Le sport en QPV

Une source d’emploi, de cohésion et de bien-être

Sébastien Jallet, commissaire délégué, a participé aux 9e rencontres nationales de l'emploi sportif


Publié le 10/04/2018

Quelle place accorde la politique de la ville au sport, dans les quartiers prioritaires ? Et comment faire du sport un métier, en particulier dans la perspective des JO de 2024 ? Des questions au cœur des 9es Rencontres nationales de l’emploi sportif et des loisirs* qui se déroulent, ce 10 avril, à La Grande Motte (34), en présence notamment de Sébastien Jallet, commissaire général délégué et directeur de la Ville et de la Cohésion urbaine au CGET. L’occasion aussi de faire le point sur la pratique sportive dans les 1 514 quartiers de la politique de la ville.

Dans les quartiers prioritaires de la politique de la ville (QPV), certaines activités sportives sont quasi-absentes, comme le tennis, alors que le football y tient le podium : deux fois plus de licenciés qu’en moyenne nationale. Mais, de manière générale, la pratique sportive licenciée y est nettement moins élevée qu’au niveau national, notamment chez les femmes. En 2015, seulement 4 % des habitants des QPV étaient licenciés, alors qu’ils représentent 8 % de la population totale de France métropolitaine (voir http://www.onpv.fr).

À cela s’ajoute un sous-équipement récurrent : 428 quartiers prioritaires (dont 50 situés en outre-mer) ne disposent d’aucun équipement sportif, ce qui accentue les difficultés d’accès aux lieux de pratiques sportives. De leur côté, les acteurs associatifs et institutionnels regrettent une faible valorisation du sport auprès de la population – accrue par une certaine réticence à pratiquer des sports moins populaires – et un manque d’information sur l’offre sportive à sa disposition. Or, si l’activité sportive est source de bien-être (prévention des maladies cardio-vasculaires, par exemple), c’est aussi un vecteur de cohésion sociale et de valeurs éducatives. Et, en outre, un moyen de préparer des jeunes à leur insertion professionnelle.

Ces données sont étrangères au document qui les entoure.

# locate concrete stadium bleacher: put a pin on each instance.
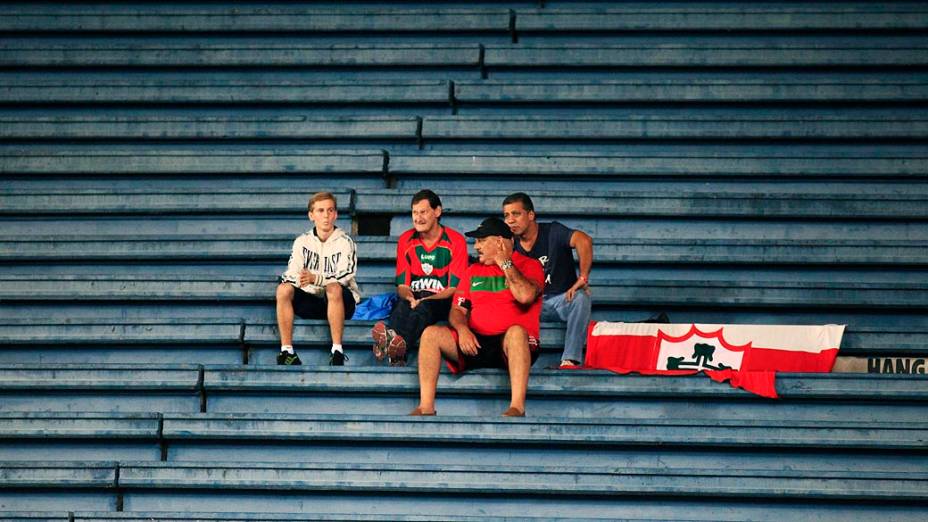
(735, 162)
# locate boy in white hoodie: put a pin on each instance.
(319, 281)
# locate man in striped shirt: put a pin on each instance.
(430, 261)
(494, 320)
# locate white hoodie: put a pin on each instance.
(332, 261)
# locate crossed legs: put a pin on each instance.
(335, 312)
(437, 342)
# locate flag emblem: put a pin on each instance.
(697, 350)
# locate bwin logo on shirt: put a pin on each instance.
(427, 284)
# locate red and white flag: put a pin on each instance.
(745, 355)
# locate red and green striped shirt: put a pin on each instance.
(430, 269)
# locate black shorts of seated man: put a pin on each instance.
(430, 262)
(320, 280)
(494, 319)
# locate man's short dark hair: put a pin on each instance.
(520, 197)
(428, 195)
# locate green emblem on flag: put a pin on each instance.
(702, 356)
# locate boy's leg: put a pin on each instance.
(335, 311)
(285, 292)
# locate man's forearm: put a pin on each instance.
(457, 318)
(444, 294)
(584, 246)
(404, 292)
(522, 289)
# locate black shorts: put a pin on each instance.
(489, 355)
(308, 306)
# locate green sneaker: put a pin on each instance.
(288, 359)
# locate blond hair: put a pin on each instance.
(321, 196)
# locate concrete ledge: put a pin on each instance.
(742, 54)
(142, 160)
(763, 18)
(653, 203)
(49, 425)
(744, 125)
(528, 480)
(761, 161)
(553, 383)
(266, 90)
(745, 433)
(178, 331)
(220, 201)
(239, 126)
(381, 249)
(119, 377)
(280, 18)
(58, 475)
(694, 90)
(102, 52)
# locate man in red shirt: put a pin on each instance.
(494, 319)
(430, 262)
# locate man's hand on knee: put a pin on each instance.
(333, 291)
(285, 291)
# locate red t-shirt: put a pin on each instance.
(493, 307)
(430, 269)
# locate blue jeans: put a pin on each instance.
(577, 316)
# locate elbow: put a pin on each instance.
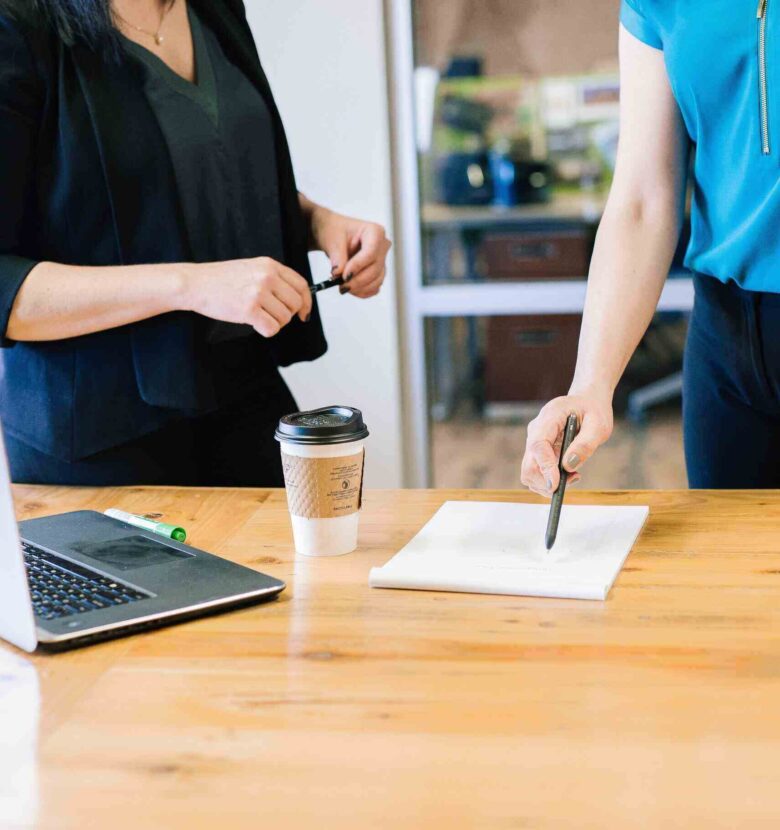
(648, 209)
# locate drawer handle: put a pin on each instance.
(539, 337)
(534, 250)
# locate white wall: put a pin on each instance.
(325, 60)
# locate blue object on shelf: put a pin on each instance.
(464, 179)
(504, 174)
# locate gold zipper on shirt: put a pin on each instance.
(762, 81)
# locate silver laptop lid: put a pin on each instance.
(17, 623)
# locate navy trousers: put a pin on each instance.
(232, 447)
(731, 389)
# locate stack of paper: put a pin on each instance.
(498, 548)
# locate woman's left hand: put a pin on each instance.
(357, 250)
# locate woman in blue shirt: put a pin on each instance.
(697, 79)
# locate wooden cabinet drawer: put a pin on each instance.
(530, 358)
(537, 255)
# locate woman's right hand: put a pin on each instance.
(261, 292)
(539, 471)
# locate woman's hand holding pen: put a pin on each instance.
(539, 470)
(261, 292)
(357, 249)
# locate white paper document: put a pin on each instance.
(498, 548)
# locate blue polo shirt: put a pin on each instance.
(723, 60)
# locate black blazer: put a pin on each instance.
(79, 149)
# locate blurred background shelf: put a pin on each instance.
(504, 159)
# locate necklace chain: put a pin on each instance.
(157, 36)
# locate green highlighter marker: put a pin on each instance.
(178, 534)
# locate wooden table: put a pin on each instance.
(341, 706)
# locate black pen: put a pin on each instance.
(569, 434)
(321, 286)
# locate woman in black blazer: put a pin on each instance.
(153, 246)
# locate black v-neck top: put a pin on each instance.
(220, 138)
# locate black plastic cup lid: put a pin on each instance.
(329, 425)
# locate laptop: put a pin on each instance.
(78, 578)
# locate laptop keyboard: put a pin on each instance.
(60, 588)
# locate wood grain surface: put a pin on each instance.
(341, 706)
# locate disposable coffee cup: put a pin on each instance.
(323, 454)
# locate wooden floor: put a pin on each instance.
(477, 454)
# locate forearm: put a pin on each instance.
(60, 301)
(634, 249)
(313, 214)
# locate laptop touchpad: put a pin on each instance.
(130, 552)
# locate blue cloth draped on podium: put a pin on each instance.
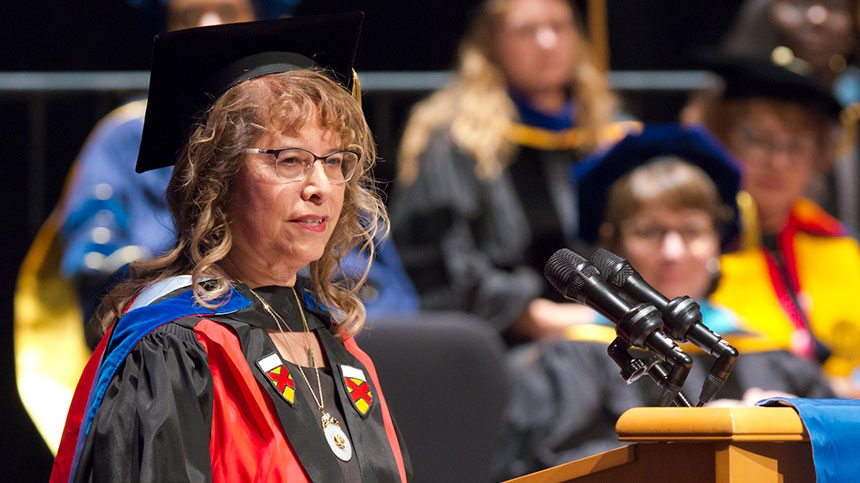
(833, 426)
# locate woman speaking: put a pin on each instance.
(230, 357)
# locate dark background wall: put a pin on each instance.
(73, 35)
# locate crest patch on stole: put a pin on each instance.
(276, 372)
(358, 388)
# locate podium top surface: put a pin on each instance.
(711, 424)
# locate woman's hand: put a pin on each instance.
(545, 318)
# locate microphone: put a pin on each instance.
(641, 325)
(681, 315)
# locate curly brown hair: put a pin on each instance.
(199, 194)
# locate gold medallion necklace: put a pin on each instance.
(334, 435)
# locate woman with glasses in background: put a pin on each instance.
(796, 275)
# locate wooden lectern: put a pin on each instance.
(722, 445)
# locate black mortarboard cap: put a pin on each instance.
(191, 68)
(596, 173)
(753, 77)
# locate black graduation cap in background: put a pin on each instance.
(191, 68)
(750, 77)
(596, 173)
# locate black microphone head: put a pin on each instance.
(613, 269)
(563, 270)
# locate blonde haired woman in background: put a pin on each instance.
(483, 195)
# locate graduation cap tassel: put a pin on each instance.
(356, 87)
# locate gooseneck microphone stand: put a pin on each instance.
(640, 326)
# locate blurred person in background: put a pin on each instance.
(482, 198)
(817, 38)
(796, 274)
(662, 200)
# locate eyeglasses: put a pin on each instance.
(760, 146)
(295, 164)
(650, 236)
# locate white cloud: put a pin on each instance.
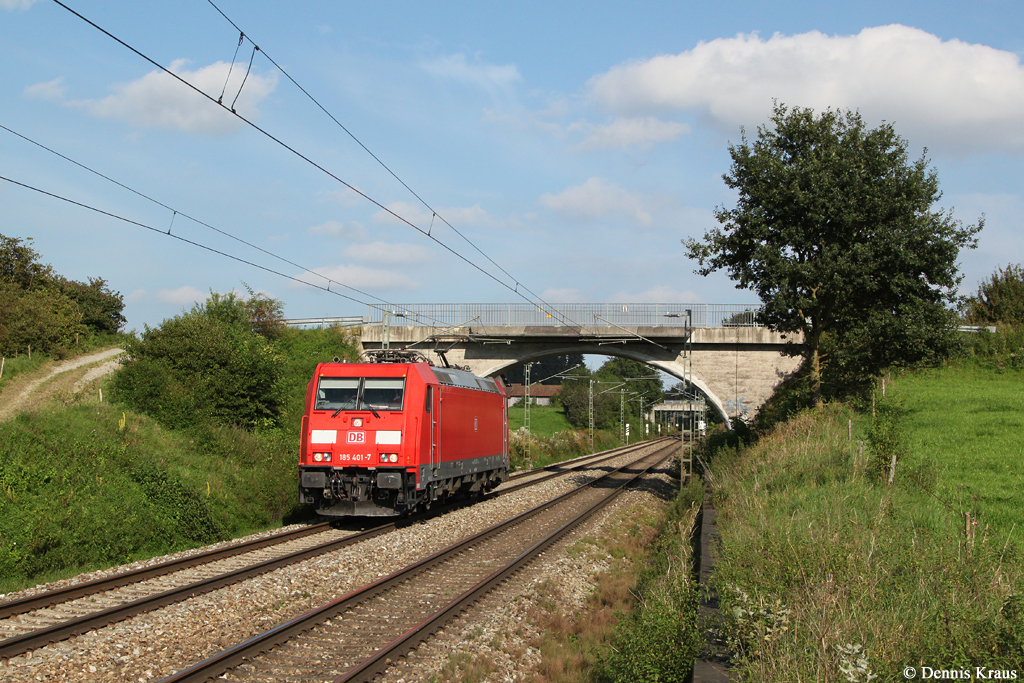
(599, 200)
(373, 280)
(622, 133)
(460, 217)
(414, 213)
(350, 230)
(561, 295)
(388, 253)
(494, 79)
(52, 91)
(658, 294)
(181, 296)
(952, 93)
(158, 100)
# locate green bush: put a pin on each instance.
(657, 642)
(43, 318)
(204, 366)
(999, 299)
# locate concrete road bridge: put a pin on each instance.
(734, 363)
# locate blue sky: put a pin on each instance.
(573, 143)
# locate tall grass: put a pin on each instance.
(84, 485)
(965, 428)
(828, 574)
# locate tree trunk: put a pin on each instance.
(815, 359)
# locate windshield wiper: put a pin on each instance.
(358, 401)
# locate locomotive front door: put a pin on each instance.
(433, 408)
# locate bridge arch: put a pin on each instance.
(674, 368)
(736, 365)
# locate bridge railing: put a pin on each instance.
(584, 314)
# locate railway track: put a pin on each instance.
(50, 616)
(357, 636)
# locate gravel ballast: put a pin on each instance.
(157, 644)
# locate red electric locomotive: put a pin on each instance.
(381, 438)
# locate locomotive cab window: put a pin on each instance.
(384, 393)
(359, 393)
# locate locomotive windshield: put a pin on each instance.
(359, 393)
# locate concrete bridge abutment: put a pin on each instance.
(736, 368)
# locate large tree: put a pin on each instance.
(836, 230)
(999, 299)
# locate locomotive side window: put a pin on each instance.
(337, 392)
(384, 393)
(359, 393)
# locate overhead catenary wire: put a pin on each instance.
(434, 213)
(176, 212)
(186, 241)
(298, 154)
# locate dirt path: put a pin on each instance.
(30, 390)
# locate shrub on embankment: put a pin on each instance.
(78, 492)
(827, 572)
(657, 640)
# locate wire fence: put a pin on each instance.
(583, 314)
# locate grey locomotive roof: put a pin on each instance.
(461, 378)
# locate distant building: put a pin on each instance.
(540, 394)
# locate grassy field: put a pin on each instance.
(966, 429)
(544, 420)
(86, 485)
(828, 573)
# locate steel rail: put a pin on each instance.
(380, 660)
(217, 665)
(22, 643)
(50, 598)
(19, 644)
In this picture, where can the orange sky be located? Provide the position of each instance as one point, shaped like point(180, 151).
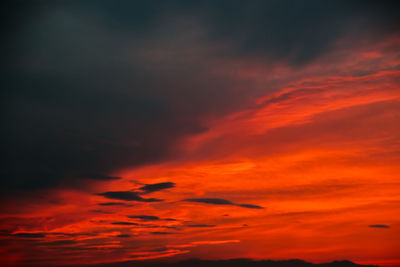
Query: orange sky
point(319, 154)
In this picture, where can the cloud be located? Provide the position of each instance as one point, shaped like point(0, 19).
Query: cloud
point(250, 206)
point(162, 233)
point(123, 235)
point(379, 226)
point(145, 217)
point(127, 196)
point(114, 204)
point(30, 235)
point(98, 176)
point(220, 201)
point(124, 223)
point(120, 109)
point(149, 188)
point(215, 201)
point(200, 225)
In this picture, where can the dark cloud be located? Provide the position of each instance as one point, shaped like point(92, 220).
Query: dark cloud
point(220, 201)
point(100, 211)
point(216, 201)
point(124, 223)
point(379, 226)
point(249, 206)
point(200, 225)
point(30, 235)
point(145, 217)
point(149, 188)
point(127, 196)
point(162, 233)
point(59, 243)
point(89, 96)
point(97, 176)
point(114, 204)
point(123, 235)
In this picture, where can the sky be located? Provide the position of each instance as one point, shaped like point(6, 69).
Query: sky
point(170, 130)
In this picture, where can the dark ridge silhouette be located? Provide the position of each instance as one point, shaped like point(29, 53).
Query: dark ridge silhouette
point(228, 263)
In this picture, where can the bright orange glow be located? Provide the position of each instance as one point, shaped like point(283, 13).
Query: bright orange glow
point(319, 154)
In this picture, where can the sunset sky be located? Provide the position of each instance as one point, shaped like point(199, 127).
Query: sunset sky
point(170, 130)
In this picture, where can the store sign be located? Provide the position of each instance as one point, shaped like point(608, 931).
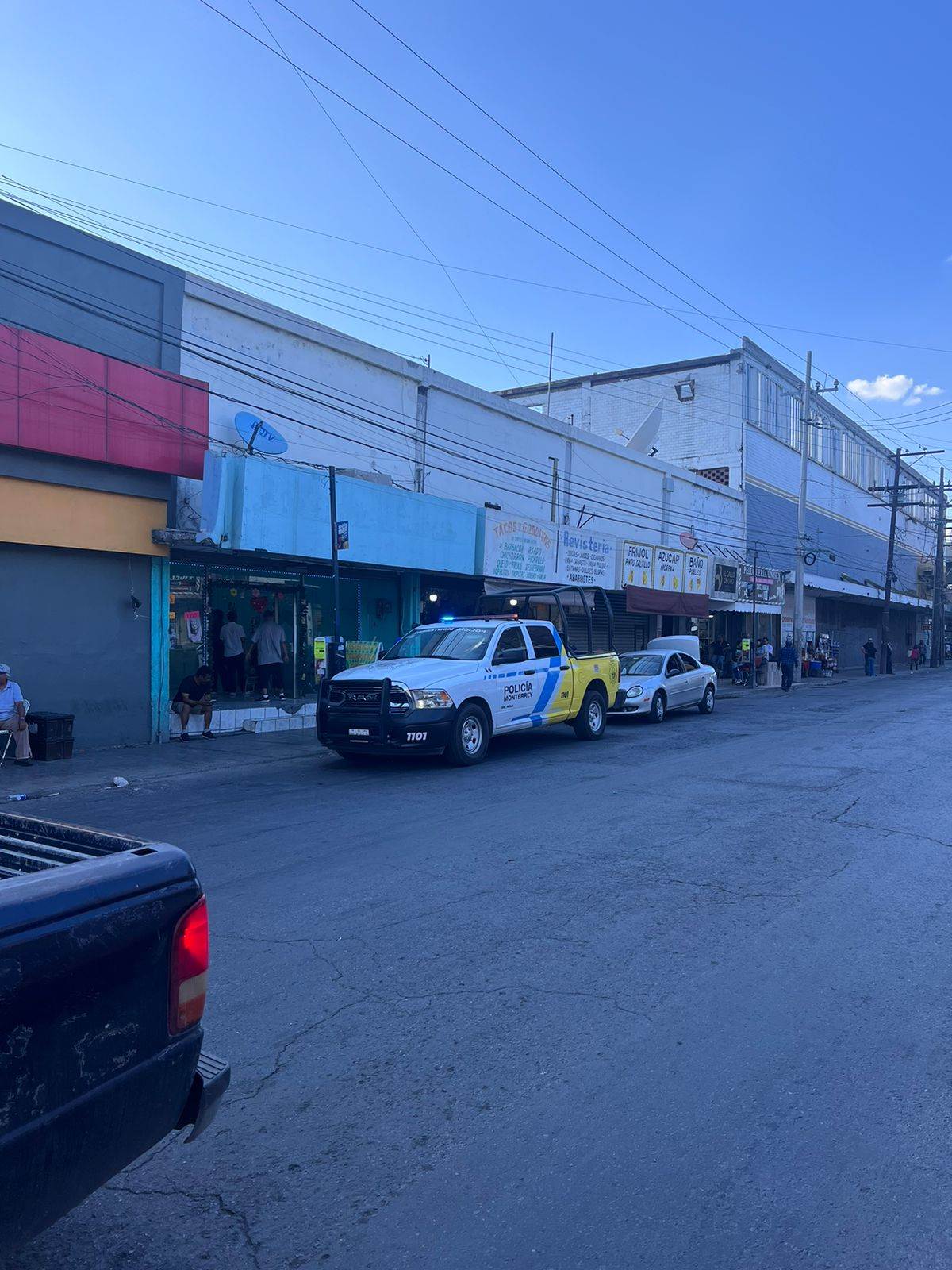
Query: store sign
point(770, 587)
point(670, 569)
point(727, 579)
point(697, 568)
point(518, 548)
point(638, 564)
point(585, 559)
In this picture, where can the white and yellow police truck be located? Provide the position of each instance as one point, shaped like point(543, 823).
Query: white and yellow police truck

La dimension sportive des contrats de ville

Intervenant lors de la table ronde sur la place du sport dans la politique de la ville, Sébastien Jallet a pu rappeler que les 435 contrats de ville, en tant que projet de territoire, prennent en compte la dimension sportive. Dans ce cadre, 5,5 millions d’euros ont été versés, en 2017, à des projets sportifs (égalité d’accès à la pratique sportive, encadrement de jeunes délinquants par la discipline sportive…) Il a également indiqué que la mission confiée à Jean-Louis Borloo, pour co-construire la nouvelle feuille de route de la politique de la ville, s’appuie sur dix groupes de travail nationaux, dont l’un porte sur le sport.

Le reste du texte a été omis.